Renwick Gallery, Washington DC: No Spectators: The Art of Burning Man (in two parts, to Sept 16th 2018 and Jan. 21st 2019 respectively) plus Rolling Thunder Memorial Weekend parade, 2018
Art in America can be as big as you want, even bigger than what could fit in the Saatchi Gallery or the Tate Turbine Hall. In this respect, it helps to have a few empty deserts lying around. The art celebrated in this exhibition comes from contributors to the Burning Man festival held each year in the Nevada desert. The festival started off on a California beach in 1988, and expanded to the extent that the authorities took notice and banned it. So in many ways what this exhibition represents is the product of a post-hippy deliberation on dislocated idealism, first banished from mainstream society but then miraculously reabsorbed into it, and exhibited a mere stone’s throw from the White House no less. It is fitting that the nearest settlement to Burning Man’s new site is the town of Black Rock, which featured in the film Bad Day at Black Rock, starring Spencer Tracey and Robert Ryan and Lee Marvin, in which Tracey, a one-armed lawmaker from ‘outta town’ has come to resolve the mystery of a missing Japanese family. It’s the kind of place where the sun is meant to set early on outta towners. It’s a picture of post war disfigurement in a world which was supposed to have moved on, of isolation and ignorance of what the war was meant to have served notice on.
So when in the 1980s the Californian post-hippies came to the desert to create the festival of the Burning Man, I can imagine even the real Black Rock folk looking askance (even if the community never in real life had to keep mum about the murder of a Japanese family). If the locals had known back in the 1990s that by 2018 the festival would attract international recognition and thousands of participants, creating a massive tent city around a central iconic temple (to be burnt of course) with every form of creativity on show a few mutterings might have been heard in the local one-horse saloon. Perhaps it was like Whitby here in the UK, when weirdly dressed Goths first decided to make the town a biannual target of their attentions. I imagine the initial reaction would have been one of disdain. Whitby’s attraction as an old heritage town was its strength and what would these odd Goths do to bring abundance and plenty to the town’s tills? But now the Goth thing is mainstream, on a par with folk festivals. Like punk, what was once outside is now very much in. It became commercial.
It was by pure coincidence that when I visited the Burning Man exhibition it was also the day of ‘Rolling Thunder,’ an iconic US Memorial Weekend parade by tens of thousands of motorbikers down Constitution Avenue and around Washington’s principle estate of government. This parade, of an almost identical vintage as the Burning Man Festival, started in the 1980s as a protest by bikers who were vets of Vietnam seeking action on veteran’s rights and more government effort to locate those who were MIA – Missing In Action.
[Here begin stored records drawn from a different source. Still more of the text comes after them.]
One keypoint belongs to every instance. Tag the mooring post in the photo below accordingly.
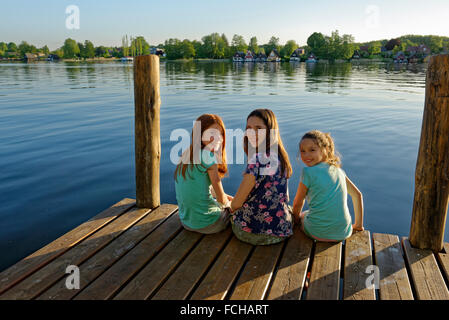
(147, 104)
(432, 168)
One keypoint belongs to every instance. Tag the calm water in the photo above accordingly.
(67, 134)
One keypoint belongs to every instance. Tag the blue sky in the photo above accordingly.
(105, 22)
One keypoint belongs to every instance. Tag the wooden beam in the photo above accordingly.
(147, 103)
(432, 168)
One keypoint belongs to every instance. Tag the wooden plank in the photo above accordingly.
(183, 280)
(147, 145)
(219, 279)
(148, 280)
(426, 276)
(290, 277)
(394, 282)
(255, 278)
(110, 282)
(102, 260)
(443, 259)
(43, 256)
(431, 198)
(52, 272)
(358, 258)
(325, 273)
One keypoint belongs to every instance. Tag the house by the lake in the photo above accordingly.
(296, 55)
(274, 56)
(400, 58)
(421, 50)
(30, 57)
(238, 56)
(249, 57)
(260, 57)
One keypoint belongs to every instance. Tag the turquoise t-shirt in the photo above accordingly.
(197, 207)
(327, 194)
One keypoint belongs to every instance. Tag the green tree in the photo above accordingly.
(89, 49)
(12, 47)
(317, 44)
(289, 48)
(238, 44)
(187, 50)
(253, 45)
(70, 48)
(23, 48)
(214, 46)
(273, 44)
(45, 50)
(375, 48)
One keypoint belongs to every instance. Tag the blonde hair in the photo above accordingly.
(325, 142)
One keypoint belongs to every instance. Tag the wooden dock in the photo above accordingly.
(130, 253)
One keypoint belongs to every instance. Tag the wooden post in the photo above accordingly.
(147, 130)
(432, 168)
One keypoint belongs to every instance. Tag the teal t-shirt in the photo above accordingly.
(197, 207)
(327, 194)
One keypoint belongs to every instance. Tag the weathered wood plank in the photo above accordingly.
(358, 258)
(443, 258)
(325, 273)
(102, 260)
(394, 282)
(43, 256)
(290, 277)
(183, 280)
(431, 196)
(426, 276)
(147, 102)
(219, 279)
(255, 278)
(109, 283)
(52, 272)
(146, 282)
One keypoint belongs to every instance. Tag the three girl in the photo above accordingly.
(259, 211)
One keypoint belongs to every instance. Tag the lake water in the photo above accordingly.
(67, 134)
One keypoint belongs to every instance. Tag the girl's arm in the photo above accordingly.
(247, 184)
(217, 187)
(298, 203)
(357, 201)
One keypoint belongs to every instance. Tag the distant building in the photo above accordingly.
(30, 56)
(274, 56)
(296, 55)
(356, 54)
(249, 57)
(422, 49)
(260, 57)
(238, 56)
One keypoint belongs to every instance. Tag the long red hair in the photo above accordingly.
(206, 121)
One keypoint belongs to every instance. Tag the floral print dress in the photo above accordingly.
(266, 210)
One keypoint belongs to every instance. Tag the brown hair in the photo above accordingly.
(325, 142)
(269, 119)
(206, 121)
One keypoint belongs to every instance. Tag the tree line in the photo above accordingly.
(217, 46)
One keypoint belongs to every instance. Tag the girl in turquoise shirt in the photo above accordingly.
(325, 187)
(203, 204)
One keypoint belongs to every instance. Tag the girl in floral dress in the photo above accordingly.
(260, 212)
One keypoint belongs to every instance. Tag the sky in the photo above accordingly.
(105, 22)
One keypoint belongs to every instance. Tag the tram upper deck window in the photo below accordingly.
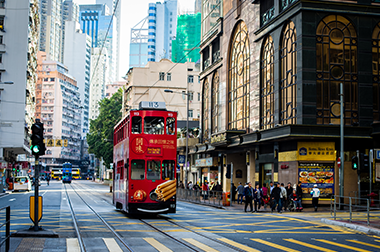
(168, 169)
(136, 125)
(153, 169)
(138, 169)
(170, 126)
(154, 125)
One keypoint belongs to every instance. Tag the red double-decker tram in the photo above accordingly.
(145, 146)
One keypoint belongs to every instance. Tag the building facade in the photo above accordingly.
(274, 92)
(58, 107)
(99, 75)
(97, 21)
(77, 58)
(18, 68)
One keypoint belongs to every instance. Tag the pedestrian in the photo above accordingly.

What started as a protest has now become an officially approved part of the US remembrance theatre. Imagine if you will on our Remembrance Sunday after the laying of the wreaths, leather and Levi-clad motor bikers trundled down Whitehall with a police escort, perhaps with Jacob Rees-Mogg taking the salute with the flag of St George flying from his rear. Sorry, I don’t know where that came from.
What links Burning Man and Rolling Thunder? They are both iterations of a specifically American form of art. Bold statements of freedom despite being expressions of wildly different intentions. For example, from my observation, the mostly Harley Davidson-riding motorbikers were white, fat and dressed in a uniform Hell’s Angel style, flying stars and stripes and exulting in an image of rebellious American patriotism topped off with Prussian style skull hugging helmets. I didn’t see the Confederacy flag on the parade, but there were one or two about town afterwards. Perhaps in an ironic gesture the parade did have one black participant riding along on a scooter, with a fag between his lips and wearing no Prussian or other helmet at all. The bikers’ exercise of free expression is, regardless of its origins and purpose a representation of the principle that there there’ll be no holds barred. And then lo and behold it becomes officially approved and is given a police escort as big and noisy as the parade itself. I am sure that many of the bikers believe in Trump’s slogan – ‘Make America (sic) Great Again.’
Would the same ambition be true of the Burning Man artists? There was some incredible artwork on display at the Renwick. By which I mean stunning. I haven’t seen the like before, and because Burning Man’s core principle is participation, it’s artworks invite well, errr . . audience participation. Just as the bikers have principles (like man, the right to ride), the Burning Man festival has its principles too. How different would these be to those of the bikers? Burning Man’s are radical inclusion; gifting; decommodification; radical self-reliance; radical self-expression; communal effort; civic responsibility; leaving no trace; participation; immediacy. Well, possibly some of this could be the creed of the bikers, a code d’honneur if you will, although when it comes to ‘leaving with no trace’ they wouldn’t want those MIA to be left without trace, and the sheer racket of the Harleys takes a while to get out of the head.